Since Monday, travel to Ireland from the EU is permitted without quarantining if you have a Digital Cert, proof of a negative PCR from the previous 72 hours or recovery from Covid-19.
Trips abroad have less restrictions due to the distribution of the EU Digital Covid Certificate to fully vaccinated people, but the Government still advises against non-essential travel for non-vaccinated people.
The costs of expensive PCR tests were also reduced last week with the Government stating that children under 12, up from under 7, no longer need PCR tests when entering Ireland.
But when going abroad the rules around PCR tests vary from country to country – it’s 12 in Spain, 11 in France and six in Italy.
The ever changing rules and regulations for travel have caused uncertainty and worry for people intending to travel abroad this summer.
As can be seen in the UK this week when the Balearic Islands went from Green to Amber and resulted in Britain’s tourists frantically trying to change flights to get home to avoid having to quarantine.
I have a friend who had booked a family holiday at a Majorca hotel for early August, only for the hotel to unexpectedly email him last weekend to say they had been “forced to close for season 2021 amid the crippling pandemic environment”.
That underlines how regulations can change suddenly. Those hoping to travel abroad should check the rules regularly. The same goes for cancellation policies and the conditions of their travel insurance. The www.reopen.europa.eu website is a great resource to keep up to date on EU countries varying Covid rules.
Another story I heard last week that would give you pause for thought about travelling abroad this summer were the Irish teenagers in Spain who failed their PCR tests before their flights home and had to incur the extra cost of accommodation and flights while they waited for the all clear.
Another factor to be taken into consideration is that a holiday abroad this summer is vastly different than in the past. I heard one travel expert describe it like going to Spain in the 80s. In recent weeks curfews have been reimposed in many tourist hotspots including Spain, Portugal and France.
From July 21, the French Government plans to extend the use of the digital passports showing vaccination to go to culture or leisure venues and from early next month, they will be needed for indoor bars, cafés, restaurants, and hospitals, as well as for riding on long-distance public transport.

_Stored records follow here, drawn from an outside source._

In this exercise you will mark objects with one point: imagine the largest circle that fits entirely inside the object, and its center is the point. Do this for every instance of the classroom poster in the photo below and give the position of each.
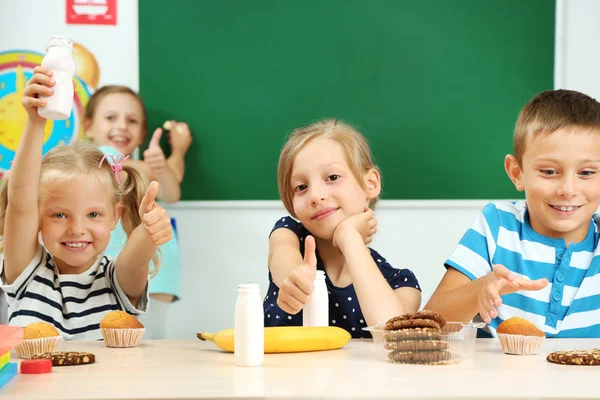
(98, 60)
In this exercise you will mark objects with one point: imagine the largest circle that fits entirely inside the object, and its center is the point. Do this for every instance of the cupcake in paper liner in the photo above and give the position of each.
(519, 336)
(38, 338)
(120, 329)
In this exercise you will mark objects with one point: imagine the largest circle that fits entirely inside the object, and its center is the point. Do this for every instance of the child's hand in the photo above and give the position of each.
(298, 285)
(364, 223)
(154, 157)
(180, 137)
(155, 219)
(501, 281)
(40, 84)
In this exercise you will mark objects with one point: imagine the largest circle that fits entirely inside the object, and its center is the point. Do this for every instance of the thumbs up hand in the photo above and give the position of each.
(298, 285)
(155, 219)
(154, 157)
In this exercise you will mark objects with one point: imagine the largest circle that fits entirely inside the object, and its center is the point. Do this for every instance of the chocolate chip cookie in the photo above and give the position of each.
(411, 323)
(417, 345)
(575, 357)
(61, 358)
(421, 357)
(424, 314)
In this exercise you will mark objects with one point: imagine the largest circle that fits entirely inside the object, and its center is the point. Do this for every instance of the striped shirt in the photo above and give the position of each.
(570, 305)
(74, 303)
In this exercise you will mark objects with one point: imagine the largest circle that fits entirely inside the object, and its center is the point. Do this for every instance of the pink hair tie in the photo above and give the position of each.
(116, 165)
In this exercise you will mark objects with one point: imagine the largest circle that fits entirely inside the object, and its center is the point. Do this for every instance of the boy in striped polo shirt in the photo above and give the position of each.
(537, 259)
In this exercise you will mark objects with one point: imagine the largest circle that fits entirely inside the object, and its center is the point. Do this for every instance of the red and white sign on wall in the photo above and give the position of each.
(92, 12)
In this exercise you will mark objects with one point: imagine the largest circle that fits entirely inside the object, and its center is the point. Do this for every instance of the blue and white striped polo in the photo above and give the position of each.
(570, 305)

Many people are delaying their holidays this summer, due to the fact children are not vaccinated against Covid-19 amid the rise of the Delta variant of the virus across holiday hotspots of Europe, particularly among young people. As a result, the industry overall is only operating at around 20pc of what it was before 2020.

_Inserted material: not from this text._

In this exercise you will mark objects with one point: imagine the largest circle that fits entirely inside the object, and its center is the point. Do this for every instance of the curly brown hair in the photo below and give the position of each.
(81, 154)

Most Irish people are choosing the staycation option again this summer. You will have heard reports of price hikes and lack of accommodation as a result.
I have found if you are able to be flexible when and where you go and are willing to wait for last minute cancellations then there is still availability and value.

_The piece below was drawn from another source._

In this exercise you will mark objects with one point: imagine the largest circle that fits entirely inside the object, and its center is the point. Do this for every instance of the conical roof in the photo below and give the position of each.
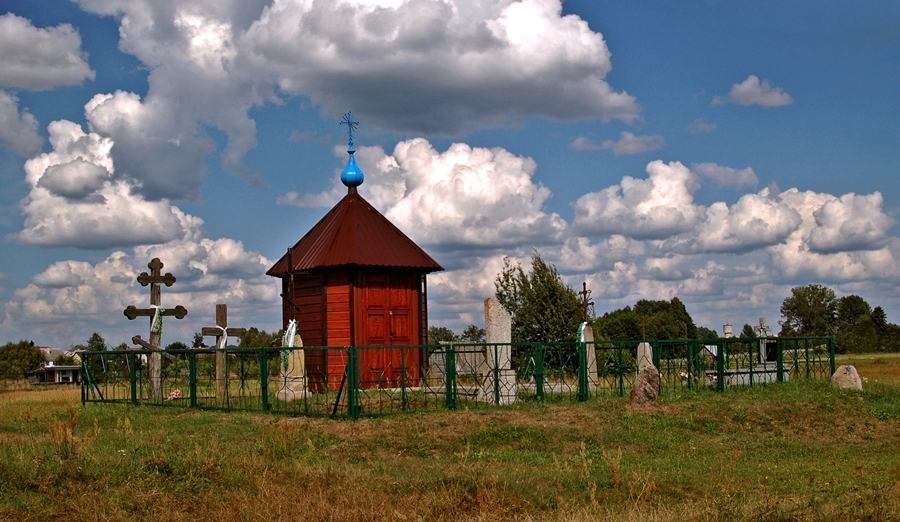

It is possible to get two or three days in a place rather than booking a week. The upside of waiting until the last minute is that this allows you to follow the good weather.
The big difference I have found between this summer and last year is the fact there is no indoor dining outside of hotels. As a country we quite understandably are not geared up for outdoor dining.
In west Cork last week, I found it was often either raining and restaurants were shut or sunny and full.
It can be hard finding places to dine with a family. Restaurants have much reduced capacity and have reported that problem being exasperated due to no shows.
This has led to a lot of restaurants in holiday towns not taking bookings. A tip I would give to people on family holidays is to eat out early in the evening when there is availability.
There are challenges and hurdles for people whether they holiday abroad or staycation but if the current heatwave continues for the next few weeks, then Ireland really does look to be the most attractive option and we will be supporting our hospitality sector that has been hammered for the last 18 months.
The issues with lack of capacity will not be an issue from next Monday if the Government goes ahead with the planned reopening of indoor dining.
This would be a great help to tourists and the hospitality sector just as the summer holiday season peaks.